Shackleton by Ranulph Fiennes
“The definitive biography of a legendary adventurer,” Fiennes – a world renowned explorer himself – brings to life one of the giants of the heroic age of polar exploration. This biography chronicles Shackleton’s life through stories and exploits of his adventures and discoveries on and off the ice. This is a timely read with the recent discovery of Shackleton’s lost ship Endurance found off the coast of Antarctica. Perfect armchair travel reading next to a cozy fire.

Mercy Street by Jennifer Haigh
Jennifer Haigh’s new novel explores the disparate lives of women at Mercy Street, a clinic that offers women a range of services related to physical and mental health issues, addiction and recovery. Through a wide and vividly drawn cast of characters, Mercy Street explores a woman’s right to choose, which continues to be one of the most divisive issues of our time.

Lost in the Valley of Death by Harley Rustad
“One of the most haunting books of recent times,” Lost in the Valley of Death is about one man’s journey to find himself.
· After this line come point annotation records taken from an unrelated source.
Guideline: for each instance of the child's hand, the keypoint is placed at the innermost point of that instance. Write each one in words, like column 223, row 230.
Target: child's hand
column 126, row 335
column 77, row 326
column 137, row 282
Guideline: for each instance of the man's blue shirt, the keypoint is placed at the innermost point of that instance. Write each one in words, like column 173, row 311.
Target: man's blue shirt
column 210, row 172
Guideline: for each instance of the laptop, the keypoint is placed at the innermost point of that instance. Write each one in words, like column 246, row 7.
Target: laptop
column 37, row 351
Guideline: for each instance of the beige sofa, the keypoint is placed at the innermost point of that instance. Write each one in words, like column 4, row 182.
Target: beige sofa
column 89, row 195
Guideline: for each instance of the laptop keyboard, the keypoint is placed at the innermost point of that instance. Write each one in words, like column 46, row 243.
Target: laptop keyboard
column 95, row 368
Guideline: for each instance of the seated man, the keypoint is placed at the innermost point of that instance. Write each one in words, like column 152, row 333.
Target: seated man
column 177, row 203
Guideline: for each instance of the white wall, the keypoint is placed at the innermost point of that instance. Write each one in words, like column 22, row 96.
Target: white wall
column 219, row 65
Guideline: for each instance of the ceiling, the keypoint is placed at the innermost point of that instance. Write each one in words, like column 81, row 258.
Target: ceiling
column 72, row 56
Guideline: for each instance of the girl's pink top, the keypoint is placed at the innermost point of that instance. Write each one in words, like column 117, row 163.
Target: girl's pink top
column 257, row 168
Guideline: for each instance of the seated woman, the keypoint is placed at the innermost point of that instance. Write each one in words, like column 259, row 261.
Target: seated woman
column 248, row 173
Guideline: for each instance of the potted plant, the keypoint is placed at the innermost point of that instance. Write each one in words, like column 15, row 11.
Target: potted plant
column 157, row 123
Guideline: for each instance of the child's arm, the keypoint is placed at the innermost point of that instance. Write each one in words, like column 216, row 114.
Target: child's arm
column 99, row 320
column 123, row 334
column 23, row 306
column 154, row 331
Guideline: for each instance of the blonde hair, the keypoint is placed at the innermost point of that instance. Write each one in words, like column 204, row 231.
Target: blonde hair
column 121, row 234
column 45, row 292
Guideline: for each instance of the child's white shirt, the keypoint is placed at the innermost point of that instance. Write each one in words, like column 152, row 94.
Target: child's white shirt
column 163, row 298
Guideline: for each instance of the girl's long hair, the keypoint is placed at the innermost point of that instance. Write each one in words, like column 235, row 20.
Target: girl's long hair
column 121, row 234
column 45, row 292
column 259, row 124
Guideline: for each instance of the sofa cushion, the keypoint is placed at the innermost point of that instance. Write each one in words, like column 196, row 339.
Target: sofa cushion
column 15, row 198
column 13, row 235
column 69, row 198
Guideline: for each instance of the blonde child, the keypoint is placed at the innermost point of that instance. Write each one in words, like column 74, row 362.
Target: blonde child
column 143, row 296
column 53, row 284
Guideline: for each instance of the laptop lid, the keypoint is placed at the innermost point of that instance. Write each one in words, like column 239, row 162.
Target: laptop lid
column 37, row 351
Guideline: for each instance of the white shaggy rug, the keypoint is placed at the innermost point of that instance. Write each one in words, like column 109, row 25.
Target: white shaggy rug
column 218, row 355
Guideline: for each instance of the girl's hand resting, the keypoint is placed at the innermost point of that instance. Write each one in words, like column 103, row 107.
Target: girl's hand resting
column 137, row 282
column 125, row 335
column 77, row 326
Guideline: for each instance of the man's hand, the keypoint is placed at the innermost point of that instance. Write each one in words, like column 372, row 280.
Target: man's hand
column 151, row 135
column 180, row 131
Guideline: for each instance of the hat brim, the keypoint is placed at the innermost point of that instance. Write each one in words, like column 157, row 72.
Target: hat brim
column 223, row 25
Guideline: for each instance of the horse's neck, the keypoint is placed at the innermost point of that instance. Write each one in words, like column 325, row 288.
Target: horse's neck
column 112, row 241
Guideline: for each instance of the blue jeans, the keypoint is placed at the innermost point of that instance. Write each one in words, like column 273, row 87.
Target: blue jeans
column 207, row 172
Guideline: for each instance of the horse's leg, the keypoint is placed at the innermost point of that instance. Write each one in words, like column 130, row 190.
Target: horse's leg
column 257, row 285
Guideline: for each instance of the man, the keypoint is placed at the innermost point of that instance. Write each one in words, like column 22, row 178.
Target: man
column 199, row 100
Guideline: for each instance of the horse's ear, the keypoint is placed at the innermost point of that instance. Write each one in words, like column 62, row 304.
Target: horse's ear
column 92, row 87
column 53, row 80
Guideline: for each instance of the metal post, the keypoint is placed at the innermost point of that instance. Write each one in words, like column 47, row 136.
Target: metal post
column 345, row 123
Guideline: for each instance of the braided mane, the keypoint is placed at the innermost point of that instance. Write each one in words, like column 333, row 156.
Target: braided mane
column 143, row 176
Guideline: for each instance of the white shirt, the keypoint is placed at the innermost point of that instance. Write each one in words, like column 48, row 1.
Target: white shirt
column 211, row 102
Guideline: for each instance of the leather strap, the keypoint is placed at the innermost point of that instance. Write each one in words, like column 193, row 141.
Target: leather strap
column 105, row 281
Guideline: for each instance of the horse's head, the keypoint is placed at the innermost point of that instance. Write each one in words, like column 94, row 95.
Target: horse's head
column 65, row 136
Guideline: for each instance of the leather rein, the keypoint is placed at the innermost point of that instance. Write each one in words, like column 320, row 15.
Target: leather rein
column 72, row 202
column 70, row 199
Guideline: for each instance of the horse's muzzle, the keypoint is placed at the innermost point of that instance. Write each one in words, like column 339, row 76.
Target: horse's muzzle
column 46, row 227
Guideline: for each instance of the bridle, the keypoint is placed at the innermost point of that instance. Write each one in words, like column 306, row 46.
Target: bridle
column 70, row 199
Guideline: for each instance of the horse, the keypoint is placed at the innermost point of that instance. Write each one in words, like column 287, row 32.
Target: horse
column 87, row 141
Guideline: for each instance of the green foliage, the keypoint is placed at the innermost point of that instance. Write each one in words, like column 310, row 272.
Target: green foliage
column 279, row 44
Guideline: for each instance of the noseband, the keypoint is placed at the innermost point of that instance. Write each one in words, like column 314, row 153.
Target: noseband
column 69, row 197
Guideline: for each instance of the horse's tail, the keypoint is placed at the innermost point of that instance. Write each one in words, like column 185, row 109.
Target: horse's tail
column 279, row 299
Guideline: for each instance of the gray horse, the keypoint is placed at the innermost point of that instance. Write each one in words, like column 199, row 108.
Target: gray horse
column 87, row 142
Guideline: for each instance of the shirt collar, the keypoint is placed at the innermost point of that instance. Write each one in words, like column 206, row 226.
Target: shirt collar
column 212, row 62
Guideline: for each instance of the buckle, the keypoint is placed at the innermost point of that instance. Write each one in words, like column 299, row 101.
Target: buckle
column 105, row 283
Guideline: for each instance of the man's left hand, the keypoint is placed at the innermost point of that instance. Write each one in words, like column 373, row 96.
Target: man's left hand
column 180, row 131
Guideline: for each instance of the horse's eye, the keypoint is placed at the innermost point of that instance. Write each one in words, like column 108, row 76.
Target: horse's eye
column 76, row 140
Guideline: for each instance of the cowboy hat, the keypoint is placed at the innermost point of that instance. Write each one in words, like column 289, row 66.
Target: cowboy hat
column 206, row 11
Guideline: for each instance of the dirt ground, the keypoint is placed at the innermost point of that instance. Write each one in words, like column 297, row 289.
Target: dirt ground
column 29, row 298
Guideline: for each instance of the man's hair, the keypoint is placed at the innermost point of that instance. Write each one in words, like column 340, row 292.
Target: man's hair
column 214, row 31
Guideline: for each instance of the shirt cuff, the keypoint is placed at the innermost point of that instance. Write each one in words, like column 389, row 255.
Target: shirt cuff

Justin Alexander Shetler quits his job and sets out on a global journey, across the U.S., South America, the Philippines, Thailand, Nepal, and eventually to the Parvati Valley in the Indian Himalayas. There he sets off on a journey to a holy lake – never to return. Perfect for those who love narrative nonfiction such as Into the Wild by Jon Krakauer.

Carolina Built by Kianna Alexander
“A beautiful, heartfelt story of an extraordinary woman too long forgotten to history,” Carolina Built brings to life real estate magnate Josephine Leary, who is determined to build a life of her own while also focusing on her marriage, her children, and being a supportive daughter and granddaughter. This is a novel filled with passion and perseverance, and how one woman teaches herself to be a businesswoman and build her legacy from the ground up.

All Day Is A Long Time by David Sanchez
All Day Is A Long Time is Sanchez’s debut novel about a coming of age in the drug-riddled Gulf Coast of Florida. It’s a powerful account of growing up and fighting – against every challenge – to carve out a place for oneself and overcome insurmountable odds. At a young age, David becomes hooked to crack cocaine, and over the next decade is in and out of jail and rehab, navigating his way through tenuous sobriety. When he takes a literature course at a community college, his life takes another turn. A nod to the transformative power of the written word.

Oceans of Grain by Scott Reynolds Nelson
Oceans of Grain runs a fine-toothed comb through history to tell an unexpected tale of what caused some empires to crumble while others survived and thrived: grain.” Nelson illustrates how cheap American grain toppled the world’s largest empires and changed the world. In the 1800s, Russia was the primary source of Europe’s grain. After the U.S. Civil War, American grain flooded the market, plummeting prices, leading to the rise of Italy and Germany, and decline of the Ottomans and the Hapsburgs. This was a critical factor in the start of the Russian Revolution and WWI.